Jackie Chan always starts by putting himself at a disadvantage.
"No matter what film Jackie always starts beneath his opponents. He has no shoes, he's handcuffed, he has a bomb in his mouth." This is the fun of a Jackie Chan movie - the bumbling no-hoper overcoming incredible odds and enemies - gangs of Kung Fu masters, mafia goons, cowboy baddies, what have you. In the end of course the joke is on his opponents who didn't see Jackie Chan coming.
It's a reminder to us fiction writers that characters need to change.
If you're writing a coming of age story, your character at the start will be a child, innocent, naive. Your job is to grow your character into maturity. If you're writing a romance, your character must start out loveless or unloveable before you can begin introducing love opportunities. If it's an adventure you're building, your character must begin the story in a state that is the polar opposite of his ordinary world, in the way that Luke Skywalker lives in a boring moisture farm before he goes off to fight Star Wars and Harry Potter has to sleep in a tiny cupboard under the stairs before going off to live in magical Hogwarts.
|Harry Potter and Luke Skywalker:|
from zeroes to heroes
Jackie Chan uses his world to move plot.
One of the delights of a Jackie Chan movie is Jackie's creative use of his environment in a fight. He uses everything. He backflips through ladders, duels with chopsticks and Lego, parries with umbrellas, and in one iconic fight sequence, does combat by juggling a massive ladder. These scenes are funny as well as jaw-droppingly skillful.

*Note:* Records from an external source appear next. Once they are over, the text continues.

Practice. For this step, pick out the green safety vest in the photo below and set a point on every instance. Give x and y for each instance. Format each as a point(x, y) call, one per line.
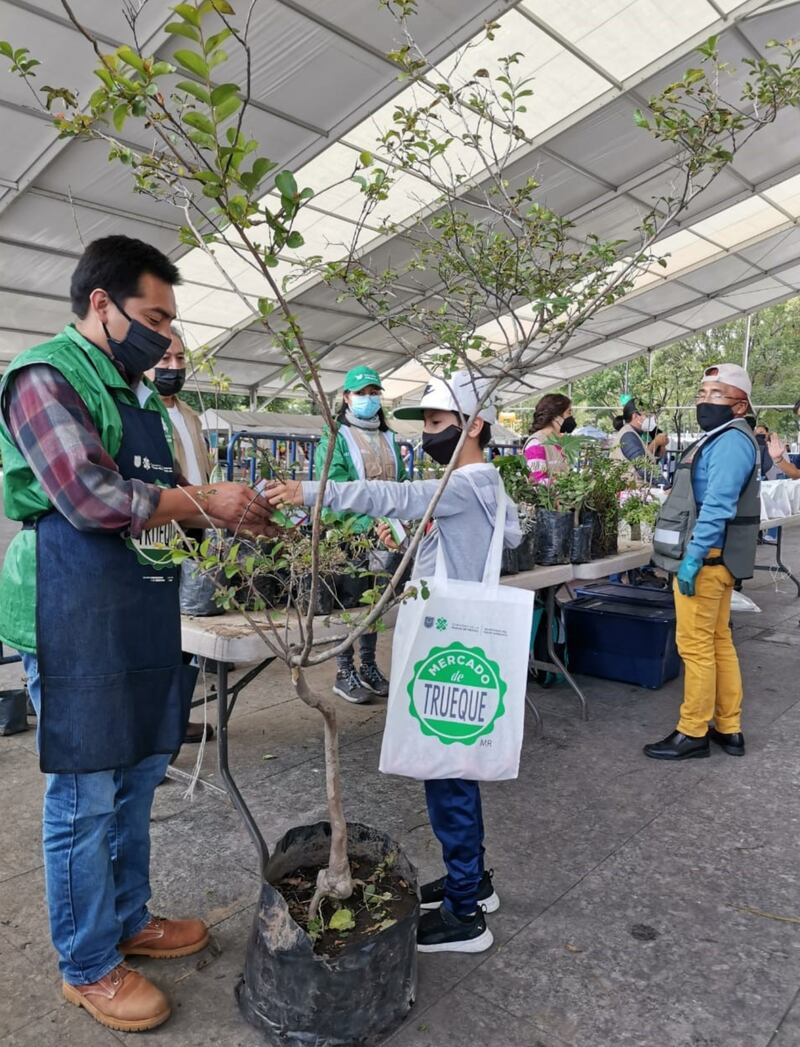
point(98, 383)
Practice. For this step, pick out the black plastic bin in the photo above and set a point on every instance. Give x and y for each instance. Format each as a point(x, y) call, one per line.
point(623, 640)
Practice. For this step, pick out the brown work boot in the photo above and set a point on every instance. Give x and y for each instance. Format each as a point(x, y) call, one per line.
point(167, 938)
point(123, 1000)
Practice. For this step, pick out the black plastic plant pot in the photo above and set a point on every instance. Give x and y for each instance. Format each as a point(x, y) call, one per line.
point(509, 562)
point(581, 543)
point(526, 551)
point(296, 997)
point(553, 536)
point(603, 538)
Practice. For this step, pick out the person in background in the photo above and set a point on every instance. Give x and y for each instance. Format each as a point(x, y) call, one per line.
point(777, 449)
point(405, 458)
point(463, 526)
point(90, 600)
point(192, 454)
point(716, 486)
point(552, 416)
point(364, 448)
point(627, 444)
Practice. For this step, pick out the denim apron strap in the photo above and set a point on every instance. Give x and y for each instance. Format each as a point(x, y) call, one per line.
point(114, 686)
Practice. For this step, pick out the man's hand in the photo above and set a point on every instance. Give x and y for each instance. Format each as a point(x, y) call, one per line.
point(384, 533)
point(776, 447)
point(235, 506)
point(687, 574)
point(289, 493)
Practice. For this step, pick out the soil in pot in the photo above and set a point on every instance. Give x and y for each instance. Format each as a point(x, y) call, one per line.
point(354, 997)
point(380, 898)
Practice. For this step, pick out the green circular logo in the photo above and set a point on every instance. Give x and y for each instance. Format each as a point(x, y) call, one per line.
point(457, 694)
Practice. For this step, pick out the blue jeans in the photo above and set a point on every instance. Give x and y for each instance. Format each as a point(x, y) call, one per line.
point(458, 824)
point(96, 858)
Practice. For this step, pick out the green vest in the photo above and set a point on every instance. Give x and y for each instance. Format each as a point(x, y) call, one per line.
point(98, 383)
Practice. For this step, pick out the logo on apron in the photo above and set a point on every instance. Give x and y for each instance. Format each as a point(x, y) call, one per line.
point(457, 693)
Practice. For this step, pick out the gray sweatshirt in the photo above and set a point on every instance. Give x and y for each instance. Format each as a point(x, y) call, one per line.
point(463, 519)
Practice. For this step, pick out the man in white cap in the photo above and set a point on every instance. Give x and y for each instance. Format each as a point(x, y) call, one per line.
point(462, 529)
point(706, 534)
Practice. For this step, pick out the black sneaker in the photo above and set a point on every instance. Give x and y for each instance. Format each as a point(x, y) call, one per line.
point(443, 932)
point(349, 687)
point(374, 680)
point(432, 894)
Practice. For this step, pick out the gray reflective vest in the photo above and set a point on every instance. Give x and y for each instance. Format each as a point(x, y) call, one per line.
point(679, 514)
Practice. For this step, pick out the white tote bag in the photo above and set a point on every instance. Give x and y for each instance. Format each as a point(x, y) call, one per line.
point(459, 675)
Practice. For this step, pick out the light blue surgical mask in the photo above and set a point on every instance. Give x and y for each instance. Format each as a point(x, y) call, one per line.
point(364, 406)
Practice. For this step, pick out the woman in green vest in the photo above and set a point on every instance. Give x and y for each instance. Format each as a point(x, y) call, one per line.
point(364, 448)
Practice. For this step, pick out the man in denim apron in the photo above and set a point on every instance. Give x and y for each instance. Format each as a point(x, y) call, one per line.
point(90, 598)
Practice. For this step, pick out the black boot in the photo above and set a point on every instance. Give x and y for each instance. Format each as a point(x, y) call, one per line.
point(678, 747)
point(731, 743)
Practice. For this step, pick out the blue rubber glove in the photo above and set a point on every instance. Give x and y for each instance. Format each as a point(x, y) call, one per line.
point(687, 573)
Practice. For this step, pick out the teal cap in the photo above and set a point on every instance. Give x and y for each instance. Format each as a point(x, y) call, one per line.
point(359, 378)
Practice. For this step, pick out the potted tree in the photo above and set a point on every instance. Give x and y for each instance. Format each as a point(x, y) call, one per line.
point(501, 254)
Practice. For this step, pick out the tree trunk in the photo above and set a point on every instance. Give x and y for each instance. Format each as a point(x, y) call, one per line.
point(335, 882)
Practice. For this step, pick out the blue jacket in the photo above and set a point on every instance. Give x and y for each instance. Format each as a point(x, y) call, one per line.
point(721, 469)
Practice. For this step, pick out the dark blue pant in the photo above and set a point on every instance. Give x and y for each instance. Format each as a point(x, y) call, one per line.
point(458, 822)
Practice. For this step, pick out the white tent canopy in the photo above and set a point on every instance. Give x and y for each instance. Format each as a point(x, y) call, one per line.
point(319, 90)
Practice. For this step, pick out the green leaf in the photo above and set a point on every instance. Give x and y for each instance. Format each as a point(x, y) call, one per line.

Every story has its own particular world - and the crafty writer will infuse that world into every aspect of his or her storytelling. It's not easy, but it builds the truth of your characters and helps the reader embrace your creation. I recently finished writing a story set in a pre-Christian, tribal setting. I had to think carefully as I told my story from the point of view of my tribal characters - every metaphor had to be based on their realities - birds, trees, weather. It was difficult but very satisfying.
Jackie Chan likes clarity.
When his opponent is in black, he's in white. That's in order for the viewer to see clearly what's going on. Not for him the handheld and dolly shots of Western film making that create a false dynamic, making actors who don't know how to fight look dangerous.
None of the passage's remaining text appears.